Using the code above, I can create a unique test file for each item in my data set. This unlocks the ability to parallelize our test execution. I am using Node to parse a JSON file containing my data and then looping over that data. Inside the loop, I write a file containing the test code and I swap out the unique URL I need to check in each test. The result of this code is a unique test file for every single item in our data set. Now we can parallelize!

Adding parallelization

Now that I have solved the problem of test file creation, lets figure out how to parallelize the test execution. I am going to use the Cypress-Parallel package which uses unique Node threads to execute your tests in parallel. This is a great package that assigns "weights" to each of your test files in order to intelligently split up files into the appropriate node threads.
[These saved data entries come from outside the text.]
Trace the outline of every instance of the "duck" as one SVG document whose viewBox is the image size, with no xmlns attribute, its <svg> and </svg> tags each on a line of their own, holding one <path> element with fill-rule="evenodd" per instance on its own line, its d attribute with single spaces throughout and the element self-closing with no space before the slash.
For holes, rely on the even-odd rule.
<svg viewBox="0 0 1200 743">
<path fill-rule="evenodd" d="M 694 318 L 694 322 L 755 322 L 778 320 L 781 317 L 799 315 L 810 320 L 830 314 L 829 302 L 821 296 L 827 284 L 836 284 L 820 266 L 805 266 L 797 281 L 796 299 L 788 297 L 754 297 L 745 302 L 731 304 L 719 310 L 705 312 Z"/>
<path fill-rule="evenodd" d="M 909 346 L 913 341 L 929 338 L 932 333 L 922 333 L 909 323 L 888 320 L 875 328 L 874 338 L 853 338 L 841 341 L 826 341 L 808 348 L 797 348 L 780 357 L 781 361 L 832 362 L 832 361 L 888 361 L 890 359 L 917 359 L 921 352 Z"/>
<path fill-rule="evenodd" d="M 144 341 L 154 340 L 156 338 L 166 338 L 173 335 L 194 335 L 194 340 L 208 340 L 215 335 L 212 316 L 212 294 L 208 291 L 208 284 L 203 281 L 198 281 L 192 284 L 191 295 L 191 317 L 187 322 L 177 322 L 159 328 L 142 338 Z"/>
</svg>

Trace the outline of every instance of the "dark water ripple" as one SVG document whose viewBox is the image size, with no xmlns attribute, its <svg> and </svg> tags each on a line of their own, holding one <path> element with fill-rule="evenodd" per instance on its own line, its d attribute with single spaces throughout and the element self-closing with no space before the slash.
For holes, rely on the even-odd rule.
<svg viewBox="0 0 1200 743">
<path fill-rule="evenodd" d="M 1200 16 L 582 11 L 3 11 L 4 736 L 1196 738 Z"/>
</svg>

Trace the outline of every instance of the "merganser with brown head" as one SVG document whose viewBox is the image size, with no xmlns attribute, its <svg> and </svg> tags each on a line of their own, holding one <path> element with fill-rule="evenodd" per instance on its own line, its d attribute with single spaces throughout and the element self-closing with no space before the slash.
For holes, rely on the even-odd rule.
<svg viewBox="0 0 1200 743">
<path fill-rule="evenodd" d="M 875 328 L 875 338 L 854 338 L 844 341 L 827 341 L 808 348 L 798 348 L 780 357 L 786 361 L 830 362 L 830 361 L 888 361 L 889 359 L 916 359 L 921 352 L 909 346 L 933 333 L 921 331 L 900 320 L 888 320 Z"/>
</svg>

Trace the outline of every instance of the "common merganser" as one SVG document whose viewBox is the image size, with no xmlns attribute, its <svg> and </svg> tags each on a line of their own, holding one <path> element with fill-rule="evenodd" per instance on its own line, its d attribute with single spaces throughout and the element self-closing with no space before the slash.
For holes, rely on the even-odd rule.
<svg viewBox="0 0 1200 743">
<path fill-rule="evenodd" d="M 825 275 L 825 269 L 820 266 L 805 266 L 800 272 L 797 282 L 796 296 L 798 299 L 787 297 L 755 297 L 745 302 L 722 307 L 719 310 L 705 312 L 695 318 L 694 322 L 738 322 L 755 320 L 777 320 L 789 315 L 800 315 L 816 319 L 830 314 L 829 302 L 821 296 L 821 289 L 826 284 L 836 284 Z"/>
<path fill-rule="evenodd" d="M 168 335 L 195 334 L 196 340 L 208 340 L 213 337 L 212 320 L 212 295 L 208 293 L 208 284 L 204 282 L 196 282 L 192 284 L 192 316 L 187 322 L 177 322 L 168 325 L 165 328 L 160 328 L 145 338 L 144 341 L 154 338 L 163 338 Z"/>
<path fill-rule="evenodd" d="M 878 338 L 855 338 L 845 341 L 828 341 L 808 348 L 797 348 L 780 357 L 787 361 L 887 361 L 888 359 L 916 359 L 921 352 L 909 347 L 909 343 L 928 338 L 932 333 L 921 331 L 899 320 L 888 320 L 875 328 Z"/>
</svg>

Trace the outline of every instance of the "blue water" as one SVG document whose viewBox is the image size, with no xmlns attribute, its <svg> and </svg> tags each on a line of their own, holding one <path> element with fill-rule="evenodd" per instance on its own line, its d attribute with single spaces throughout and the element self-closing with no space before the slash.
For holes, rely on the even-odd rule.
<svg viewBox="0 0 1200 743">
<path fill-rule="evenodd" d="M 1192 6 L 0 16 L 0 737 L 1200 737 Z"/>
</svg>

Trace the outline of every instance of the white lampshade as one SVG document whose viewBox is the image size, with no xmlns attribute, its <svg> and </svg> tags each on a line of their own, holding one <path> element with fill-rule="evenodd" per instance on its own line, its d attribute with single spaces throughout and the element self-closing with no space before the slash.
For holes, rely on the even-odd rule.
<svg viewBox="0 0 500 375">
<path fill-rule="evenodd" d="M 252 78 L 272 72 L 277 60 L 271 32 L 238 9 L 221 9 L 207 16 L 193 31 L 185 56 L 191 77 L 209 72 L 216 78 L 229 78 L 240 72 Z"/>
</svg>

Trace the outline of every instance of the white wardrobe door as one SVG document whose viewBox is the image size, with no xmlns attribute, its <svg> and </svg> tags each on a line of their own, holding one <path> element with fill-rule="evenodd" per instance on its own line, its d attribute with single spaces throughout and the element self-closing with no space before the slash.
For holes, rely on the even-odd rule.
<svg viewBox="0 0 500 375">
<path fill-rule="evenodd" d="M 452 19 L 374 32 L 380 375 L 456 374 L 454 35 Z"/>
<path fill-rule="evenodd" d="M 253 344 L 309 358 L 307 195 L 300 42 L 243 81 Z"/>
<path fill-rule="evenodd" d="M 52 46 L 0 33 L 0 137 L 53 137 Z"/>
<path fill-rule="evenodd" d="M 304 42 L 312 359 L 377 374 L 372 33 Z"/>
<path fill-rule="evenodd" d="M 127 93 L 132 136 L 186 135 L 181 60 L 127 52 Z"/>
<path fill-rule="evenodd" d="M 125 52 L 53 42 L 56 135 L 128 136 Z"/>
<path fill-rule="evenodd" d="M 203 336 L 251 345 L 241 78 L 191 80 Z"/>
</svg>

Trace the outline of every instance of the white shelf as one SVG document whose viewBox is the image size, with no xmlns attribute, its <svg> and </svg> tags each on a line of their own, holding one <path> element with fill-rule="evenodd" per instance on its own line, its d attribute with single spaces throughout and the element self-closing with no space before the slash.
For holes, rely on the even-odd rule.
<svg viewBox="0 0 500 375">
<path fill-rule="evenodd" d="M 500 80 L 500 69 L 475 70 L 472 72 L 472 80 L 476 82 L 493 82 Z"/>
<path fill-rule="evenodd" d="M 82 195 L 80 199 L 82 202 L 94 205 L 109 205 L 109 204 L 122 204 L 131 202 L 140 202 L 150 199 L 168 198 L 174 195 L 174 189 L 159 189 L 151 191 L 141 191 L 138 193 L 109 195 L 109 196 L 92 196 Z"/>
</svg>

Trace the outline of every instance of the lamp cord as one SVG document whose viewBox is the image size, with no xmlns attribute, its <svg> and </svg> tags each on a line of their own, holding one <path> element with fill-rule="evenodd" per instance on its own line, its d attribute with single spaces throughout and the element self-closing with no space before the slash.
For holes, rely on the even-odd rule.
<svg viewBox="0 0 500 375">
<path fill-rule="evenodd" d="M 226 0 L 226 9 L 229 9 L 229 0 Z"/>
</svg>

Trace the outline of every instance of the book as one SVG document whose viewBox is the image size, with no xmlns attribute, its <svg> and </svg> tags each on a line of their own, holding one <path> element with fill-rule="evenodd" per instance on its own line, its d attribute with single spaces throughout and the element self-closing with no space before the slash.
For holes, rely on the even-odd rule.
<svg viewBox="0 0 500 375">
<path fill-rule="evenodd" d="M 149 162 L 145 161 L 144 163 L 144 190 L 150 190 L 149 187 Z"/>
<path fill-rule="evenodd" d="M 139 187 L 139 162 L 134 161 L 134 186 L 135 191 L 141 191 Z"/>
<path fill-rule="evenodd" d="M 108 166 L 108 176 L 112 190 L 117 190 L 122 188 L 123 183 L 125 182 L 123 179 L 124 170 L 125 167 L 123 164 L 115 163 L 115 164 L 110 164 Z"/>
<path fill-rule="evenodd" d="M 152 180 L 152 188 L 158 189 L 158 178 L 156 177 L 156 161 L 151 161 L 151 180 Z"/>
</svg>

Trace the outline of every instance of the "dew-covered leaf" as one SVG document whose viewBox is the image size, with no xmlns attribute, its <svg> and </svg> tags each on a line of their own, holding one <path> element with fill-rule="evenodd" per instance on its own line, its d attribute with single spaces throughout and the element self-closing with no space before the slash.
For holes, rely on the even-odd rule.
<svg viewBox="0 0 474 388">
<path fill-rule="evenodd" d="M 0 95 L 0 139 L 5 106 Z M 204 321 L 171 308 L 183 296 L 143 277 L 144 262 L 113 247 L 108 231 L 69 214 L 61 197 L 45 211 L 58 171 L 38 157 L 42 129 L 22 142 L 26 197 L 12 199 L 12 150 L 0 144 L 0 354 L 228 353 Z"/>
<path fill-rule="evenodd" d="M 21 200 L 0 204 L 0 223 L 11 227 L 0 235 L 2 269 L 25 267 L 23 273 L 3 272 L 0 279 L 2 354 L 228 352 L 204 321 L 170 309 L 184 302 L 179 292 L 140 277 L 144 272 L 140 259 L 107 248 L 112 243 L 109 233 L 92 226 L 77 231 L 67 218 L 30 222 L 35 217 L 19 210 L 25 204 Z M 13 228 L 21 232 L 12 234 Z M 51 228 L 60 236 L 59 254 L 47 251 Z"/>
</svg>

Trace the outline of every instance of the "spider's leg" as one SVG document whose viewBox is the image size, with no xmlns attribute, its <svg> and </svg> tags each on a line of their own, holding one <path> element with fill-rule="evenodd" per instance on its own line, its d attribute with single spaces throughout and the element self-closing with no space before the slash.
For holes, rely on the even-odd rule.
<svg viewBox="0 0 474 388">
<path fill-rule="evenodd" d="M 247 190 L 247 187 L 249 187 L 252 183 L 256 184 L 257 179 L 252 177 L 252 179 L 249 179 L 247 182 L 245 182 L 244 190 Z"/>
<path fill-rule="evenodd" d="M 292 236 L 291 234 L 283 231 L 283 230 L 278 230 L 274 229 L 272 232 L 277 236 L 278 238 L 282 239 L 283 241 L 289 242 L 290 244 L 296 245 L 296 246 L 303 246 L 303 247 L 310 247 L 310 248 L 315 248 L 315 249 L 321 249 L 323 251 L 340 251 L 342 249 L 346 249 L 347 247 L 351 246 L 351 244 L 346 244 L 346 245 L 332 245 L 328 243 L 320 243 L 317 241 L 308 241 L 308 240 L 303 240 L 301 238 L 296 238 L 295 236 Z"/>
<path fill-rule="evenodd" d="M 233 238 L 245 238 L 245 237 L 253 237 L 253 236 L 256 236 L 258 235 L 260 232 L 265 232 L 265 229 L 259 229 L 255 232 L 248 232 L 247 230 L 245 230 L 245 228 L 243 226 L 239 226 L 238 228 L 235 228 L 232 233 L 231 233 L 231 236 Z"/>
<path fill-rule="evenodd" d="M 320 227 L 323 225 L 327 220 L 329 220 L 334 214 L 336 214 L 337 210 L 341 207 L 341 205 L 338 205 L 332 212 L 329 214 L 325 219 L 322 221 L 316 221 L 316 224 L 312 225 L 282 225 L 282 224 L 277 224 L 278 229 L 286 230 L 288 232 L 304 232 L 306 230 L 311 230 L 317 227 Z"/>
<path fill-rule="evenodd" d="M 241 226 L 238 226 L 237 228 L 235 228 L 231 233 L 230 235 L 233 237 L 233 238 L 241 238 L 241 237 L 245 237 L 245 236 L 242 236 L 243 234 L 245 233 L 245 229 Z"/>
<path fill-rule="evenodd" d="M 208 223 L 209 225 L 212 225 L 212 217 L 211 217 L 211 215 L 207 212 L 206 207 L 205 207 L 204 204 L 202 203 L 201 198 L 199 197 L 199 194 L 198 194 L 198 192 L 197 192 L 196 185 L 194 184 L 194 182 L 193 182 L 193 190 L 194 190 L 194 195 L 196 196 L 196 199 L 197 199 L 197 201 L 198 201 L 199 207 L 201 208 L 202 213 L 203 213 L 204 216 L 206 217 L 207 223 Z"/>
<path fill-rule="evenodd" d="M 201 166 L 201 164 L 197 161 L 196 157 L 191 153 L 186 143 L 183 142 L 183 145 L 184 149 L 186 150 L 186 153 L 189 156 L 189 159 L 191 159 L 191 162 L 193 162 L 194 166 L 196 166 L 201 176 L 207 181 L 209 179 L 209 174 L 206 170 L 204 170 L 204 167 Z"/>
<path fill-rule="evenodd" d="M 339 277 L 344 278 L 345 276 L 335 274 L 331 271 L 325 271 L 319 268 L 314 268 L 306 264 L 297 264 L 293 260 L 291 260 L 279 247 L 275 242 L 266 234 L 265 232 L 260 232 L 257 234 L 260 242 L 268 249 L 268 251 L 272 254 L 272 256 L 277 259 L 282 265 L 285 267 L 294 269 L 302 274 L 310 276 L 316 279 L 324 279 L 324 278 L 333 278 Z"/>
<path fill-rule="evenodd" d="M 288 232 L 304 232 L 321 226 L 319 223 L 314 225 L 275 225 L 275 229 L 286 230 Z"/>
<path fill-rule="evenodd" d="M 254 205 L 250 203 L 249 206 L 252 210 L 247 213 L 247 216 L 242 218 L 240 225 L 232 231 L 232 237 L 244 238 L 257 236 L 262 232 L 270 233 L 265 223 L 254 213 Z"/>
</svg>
This will reduce your test execution time as much as it can. Its still not as great as a true CI parallelization tool but its implementation is still effective.

//package.json
"cypress:run": "npx cypress run --headless",
"cy:parallel": "node buildFiles.js && cypress-parallel -s cypress:run -t 5"

Using the script above, I execute the buildFile script to generate my test files and then execute Cypress-Parallel using 5 Node threads.

Wrapping up

By using test parallelization, we have reduced the time to complete a manual task by over 95%! The business unit is happy and so are we!